Résultats :
- Les 14 premiers patients ont été traités selon le protocole de 6 mois alors que les 41 restants l'ont été selon le protocole de 4 mois.
- La médiane de la période d'inclusion dans l'étude était de 19 mois alors que la médiane de la période de traitement (période efficace) était de 12 mois.
- Aucune grossesse ne fut observée durant l'étude. Ceci correspond à l'absence de grossesse pour une période d'exposition de 35,5 année-personne.
- 51 % des patients sont entrés dans la période efficace directement avec une azoospermie et 49 % avec une concentration < 1 million spz/ml. La quasi totalité de ceux ci devinrent rapidement azoospermiques.
- 94 % des patients sont entrés dans la période efficace dans les 3 mois suivant le début du traitement. 2 hommes n'ont pu atteindre le palier d'efficacité (< 1 million spz/ml) et furent sortis de l'étude.
- Avec le protocole de 4 mois, la testostéronémie est restée dans les limites de la normale chez tous les patients. La sécrétion de FSH et de LH a été également inhibée chez tous les patients.
- Il n'y a pas eu d'incidence sur la pression artérielle, le taux de PSA, la fonction sanguine ou les taux de lipides.
- le taux d'hémoglobine et le poids ont augmenté de 3 % par rapport aux valeurs de base. Seul le taux d'hémoglobine est revenu à sa valeur de base à l'arrêt du traitement.

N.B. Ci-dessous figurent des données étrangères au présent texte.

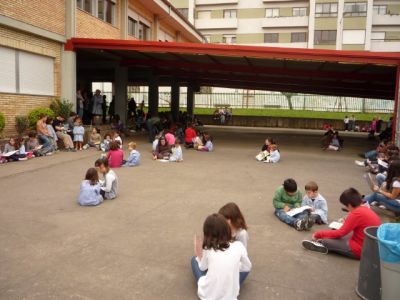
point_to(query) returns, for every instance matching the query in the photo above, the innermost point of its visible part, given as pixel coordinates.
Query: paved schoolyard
(139, 245)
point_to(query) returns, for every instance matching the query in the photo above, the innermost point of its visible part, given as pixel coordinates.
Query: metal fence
(277, 101)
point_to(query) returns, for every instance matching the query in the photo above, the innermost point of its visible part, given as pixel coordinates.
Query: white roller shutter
(7, 71)
(36, 74)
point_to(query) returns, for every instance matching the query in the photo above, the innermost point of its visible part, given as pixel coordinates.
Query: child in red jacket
(347, 240)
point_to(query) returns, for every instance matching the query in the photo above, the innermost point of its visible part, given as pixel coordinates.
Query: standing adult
(43, 133)
(58, 125)
(104, 109)
(97, 109)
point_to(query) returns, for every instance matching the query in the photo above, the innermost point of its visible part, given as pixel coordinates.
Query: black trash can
(369, 276)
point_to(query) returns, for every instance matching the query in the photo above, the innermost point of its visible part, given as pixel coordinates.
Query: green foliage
(2, 122)
(61, 107)
(21, 124)
(33, 115)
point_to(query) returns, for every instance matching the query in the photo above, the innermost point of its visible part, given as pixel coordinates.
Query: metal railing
(276, 101)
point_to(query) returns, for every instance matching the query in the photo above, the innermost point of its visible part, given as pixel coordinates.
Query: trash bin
(389, 251)
(369, 275)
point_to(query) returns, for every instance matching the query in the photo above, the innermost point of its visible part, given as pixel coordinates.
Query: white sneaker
(359, 163)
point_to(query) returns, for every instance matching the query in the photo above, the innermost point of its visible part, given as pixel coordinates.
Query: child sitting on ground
(177, 155)
(94, 139)
(115, 156)
(286, 198)
(89, 194)
(109, 187)
(318, 204)
(274, 154)
(208, 145)
(105, 146)
(218, 261)
(134, 156)
(117, 138)
(79, 132)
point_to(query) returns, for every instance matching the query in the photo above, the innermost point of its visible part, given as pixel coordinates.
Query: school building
(371, 25)
(34, 66)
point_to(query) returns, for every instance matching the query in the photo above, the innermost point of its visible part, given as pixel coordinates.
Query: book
(298, 210)
(335, 225)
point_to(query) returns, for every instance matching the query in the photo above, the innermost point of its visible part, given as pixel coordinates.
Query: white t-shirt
(222, 279)
(242, 236)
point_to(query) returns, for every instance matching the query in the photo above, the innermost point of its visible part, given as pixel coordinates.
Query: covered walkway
(325, 72)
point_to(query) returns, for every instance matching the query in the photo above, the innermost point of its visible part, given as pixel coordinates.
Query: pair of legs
(197, 273)
(381, 199)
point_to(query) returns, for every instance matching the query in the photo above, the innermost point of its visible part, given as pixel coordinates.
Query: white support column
(123, 19)
(339, 27)
(68, 58)
(311, 25)
(121, 91)
(368, 27)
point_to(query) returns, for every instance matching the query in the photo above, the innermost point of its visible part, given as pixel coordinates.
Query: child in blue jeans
(286, 198)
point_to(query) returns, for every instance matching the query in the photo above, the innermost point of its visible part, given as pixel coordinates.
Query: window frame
(273, 40)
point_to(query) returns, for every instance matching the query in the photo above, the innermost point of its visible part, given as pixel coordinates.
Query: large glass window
(230, 14)
(356, 9)
(380, 10)
(272, 12)
(299, 11)
(298, 37)
(271, 37)
(326, 10)
(325, 37)
(132, 25)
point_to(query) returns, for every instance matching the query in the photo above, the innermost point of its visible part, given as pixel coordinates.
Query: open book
(298, 210)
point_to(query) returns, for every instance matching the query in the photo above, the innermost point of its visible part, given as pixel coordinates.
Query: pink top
(115, 158)
(170, 138)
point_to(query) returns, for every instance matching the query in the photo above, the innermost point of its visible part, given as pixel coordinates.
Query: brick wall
(18, 104)
(88, 26)
(46, 14)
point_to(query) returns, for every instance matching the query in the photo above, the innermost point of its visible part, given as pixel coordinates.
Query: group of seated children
(221, 263)
(201, 141)
(167, 148)
(269, 152)
(92, 190)
(331, 140)
(303, 213)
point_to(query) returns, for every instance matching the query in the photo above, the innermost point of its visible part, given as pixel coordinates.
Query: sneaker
(299, 225)
(359, 163)
(314, 246)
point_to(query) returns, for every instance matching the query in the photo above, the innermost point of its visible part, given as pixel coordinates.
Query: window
(86, 5)
(26, 73)
(271, 37)
(272, 12)
(298, 37)
(299, 11)
(380, 10)
(326, 10)
(230, 14)
(229, 39)
(204, 14)
(132, 25)
(325, 37)
(357, 9)
(144, 31)
(353, 37)
(184, 12)
(106, 10)
(378, 36)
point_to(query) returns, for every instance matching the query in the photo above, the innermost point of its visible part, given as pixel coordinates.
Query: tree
(289, 98)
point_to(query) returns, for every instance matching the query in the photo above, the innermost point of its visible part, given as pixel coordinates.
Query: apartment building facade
(371, 25)
(34, 66)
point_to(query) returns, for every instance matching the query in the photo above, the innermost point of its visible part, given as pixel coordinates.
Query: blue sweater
(89, 194)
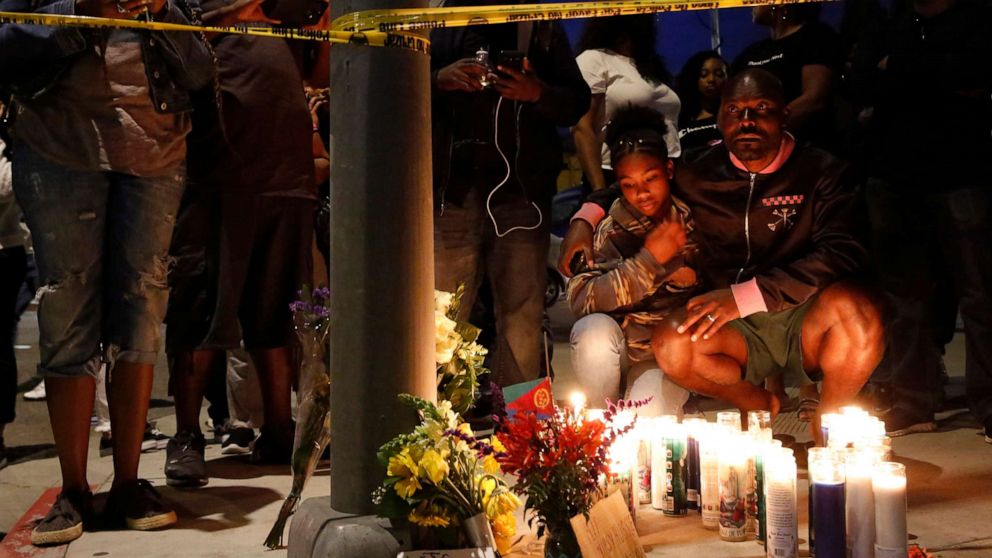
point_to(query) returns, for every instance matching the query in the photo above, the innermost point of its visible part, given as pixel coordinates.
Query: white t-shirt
(615, 75)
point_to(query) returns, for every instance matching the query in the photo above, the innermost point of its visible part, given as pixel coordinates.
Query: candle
(733, 478)
(674, 503)
(658, 454)
(827, 476)
(578, 401)
(693, 427)
(782, 522)
(711, 437)
(766, 451)
(860, 503)
(729, 419)
(889, 489)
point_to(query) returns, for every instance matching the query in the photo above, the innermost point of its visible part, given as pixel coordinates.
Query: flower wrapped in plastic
(439, 476)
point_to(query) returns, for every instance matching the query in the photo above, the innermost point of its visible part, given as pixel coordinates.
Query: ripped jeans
(101, 243)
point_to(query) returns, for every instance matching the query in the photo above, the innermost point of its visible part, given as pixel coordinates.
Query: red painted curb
(17, 543)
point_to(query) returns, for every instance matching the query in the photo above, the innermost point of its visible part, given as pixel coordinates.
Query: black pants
(907, 223)
(13, 266)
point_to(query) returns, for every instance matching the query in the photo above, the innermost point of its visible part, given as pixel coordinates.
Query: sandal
(807, 408)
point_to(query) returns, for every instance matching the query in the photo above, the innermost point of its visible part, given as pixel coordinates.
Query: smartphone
(512, 59)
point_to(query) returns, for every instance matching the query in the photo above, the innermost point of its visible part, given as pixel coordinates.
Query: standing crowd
(813, 213)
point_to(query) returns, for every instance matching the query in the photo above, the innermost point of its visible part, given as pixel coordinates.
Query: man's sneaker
(238, 442)
(138, 506)
(899, 422)
(64, 522)
(184, 461)
(37, 393)
(271, 448)
(153, 439)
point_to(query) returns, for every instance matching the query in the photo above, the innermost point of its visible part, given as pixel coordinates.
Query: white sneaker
(37, 393)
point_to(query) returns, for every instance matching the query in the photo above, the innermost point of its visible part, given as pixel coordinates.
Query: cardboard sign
(460, 553)
(610, 531)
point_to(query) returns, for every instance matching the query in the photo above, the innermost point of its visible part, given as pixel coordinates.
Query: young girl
(643, 270)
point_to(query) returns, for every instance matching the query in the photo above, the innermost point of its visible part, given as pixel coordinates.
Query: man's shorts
(774, 344)
(239, 262)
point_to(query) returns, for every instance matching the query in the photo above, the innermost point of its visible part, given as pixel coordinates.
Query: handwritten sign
(610, 531)
(460, 553)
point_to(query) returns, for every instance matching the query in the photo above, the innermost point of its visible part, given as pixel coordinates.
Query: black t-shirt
(933, 117)
(813, 44)
(698, 133)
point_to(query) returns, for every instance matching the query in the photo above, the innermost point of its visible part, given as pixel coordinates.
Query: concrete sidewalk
(950, 493)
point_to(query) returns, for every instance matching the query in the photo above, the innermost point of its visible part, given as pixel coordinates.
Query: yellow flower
(433, 466)
(429, 516)
(504, 528)
(403, 465)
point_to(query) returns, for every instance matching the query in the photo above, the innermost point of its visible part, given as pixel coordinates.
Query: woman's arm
(589, 144)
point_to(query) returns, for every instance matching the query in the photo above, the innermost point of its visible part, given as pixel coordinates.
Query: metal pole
(382, 254)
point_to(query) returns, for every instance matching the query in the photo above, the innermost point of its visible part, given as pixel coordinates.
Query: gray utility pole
(382, 281)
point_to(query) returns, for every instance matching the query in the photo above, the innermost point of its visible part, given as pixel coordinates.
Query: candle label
(692, 481)
(751, 497)
(781, 525)
(675, 491)
(733, 512)
(709, 484)
(644, 472)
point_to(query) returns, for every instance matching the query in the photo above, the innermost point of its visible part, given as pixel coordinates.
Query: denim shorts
(101, 242)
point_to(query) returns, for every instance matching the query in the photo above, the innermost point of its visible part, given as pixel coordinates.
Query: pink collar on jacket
(784, 151)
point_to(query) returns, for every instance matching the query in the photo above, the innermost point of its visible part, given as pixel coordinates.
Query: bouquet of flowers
(459, 358)
(440, 476)
(559, 461)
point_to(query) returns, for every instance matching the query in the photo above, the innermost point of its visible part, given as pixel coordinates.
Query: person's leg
(13, 266)
(516, 265)
(141, 217)
(907, 376)
(598, 351)
(964, 219)
(843, 341)
(710, 366)
(646, 379)
(66, 212)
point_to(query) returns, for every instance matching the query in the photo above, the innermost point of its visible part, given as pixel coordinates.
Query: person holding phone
(497, 155)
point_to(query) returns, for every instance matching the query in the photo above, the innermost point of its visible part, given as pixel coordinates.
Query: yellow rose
(433, 466)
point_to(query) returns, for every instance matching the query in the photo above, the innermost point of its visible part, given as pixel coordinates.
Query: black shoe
(153, 439)
(273, 449)
(64, 522)
(137, 505)
(184, 461)
(238, 442)
(899, 422)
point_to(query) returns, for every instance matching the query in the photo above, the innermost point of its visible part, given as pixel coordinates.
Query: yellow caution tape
(436, 18)
(399, 28)
(406, 40)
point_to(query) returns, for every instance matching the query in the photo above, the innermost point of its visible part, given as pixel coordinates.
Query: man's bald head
(751, 117)
(754, 82)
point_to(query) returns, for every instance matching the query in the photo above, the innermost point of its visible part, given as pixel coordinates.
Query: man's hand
(519, 86)
(125, 9)
(461, 75)
(709, 313)
(665, 240)
(577, 240)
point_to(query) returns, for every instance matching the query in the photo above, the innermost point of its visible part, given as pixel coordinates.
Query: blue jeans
(101, 243)
(907, 223)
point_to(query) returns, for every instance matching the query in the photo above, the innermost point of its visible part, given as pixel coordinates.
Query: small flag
(534, 396)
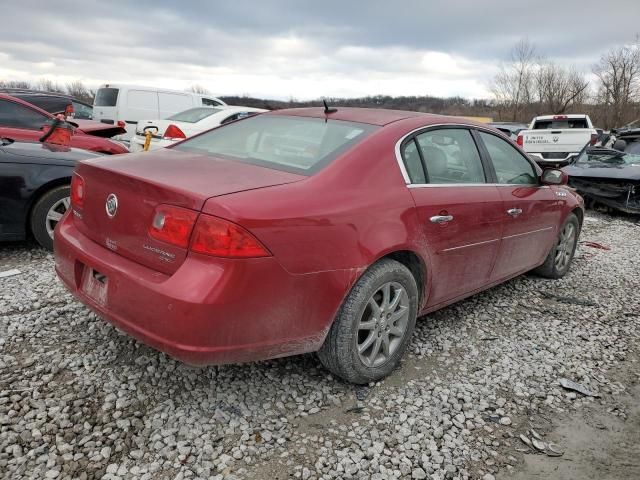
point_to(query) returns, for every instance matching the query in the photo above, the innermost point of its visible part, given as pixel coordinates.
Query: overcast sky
(301, 49)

- Aucun effet secondaire sévère en rapport avec le traitement n'a été observé durant le traitement. Deux hommes ont présenté des symptômes jugés sans relation avec le traitement. Le premier a présenté des symptômes en rapport avec une dystrophie mytonique non diagnostiquée lors de l'inclusion dans l'étude. Le deuxième a enfanté deux jumeaux vrais après la fin de l'étude dont l'un avait des anomalies congénitales. L'expertise indépendante à éliminé une relation avec le traitement. Des signes d'insuffisance androgénique au 5ème mois ont été observés avec le protocole de 6 mois et ont disparu avec le passage au protocole de 4 mois.
- Tous les hommes, sauf celui atteint de dystrophie myotonique, ont recouvert une spermatogénèse normale à la fin du traitement. Les taux de 3, 10 et 20 millions de spz/ml ont été retrouvés après des périodes médianes respectives de 3.7, 4.2 et 5 mois après la fin du traitement. 4 hommes, qui le désiraient, ont déjà enfanté depuis la fin de l'étude.
Discussion :
- Au cours de cette étude il n y'a eu aucune grossesse pour une période d'exposition de 35 année/personne. Cependant, vu la faible taille de la population, l'étude statistique permet d'estimer un taux d'échec compris de 0 è 8 % pour un intervalle de confiance de 5 à 95 %. La limite supérieure statistique de ce taux, 8 %, est certes supérieure au taux d'échec du préservatif (12 %) mais elle reste en deçà du taux de la pilule contraceptive (3 %). Il est donc nécessaire d'établir des études sur un nombre plus important de volontaires afin de calculer le vrai taux d'échec de cette méthode.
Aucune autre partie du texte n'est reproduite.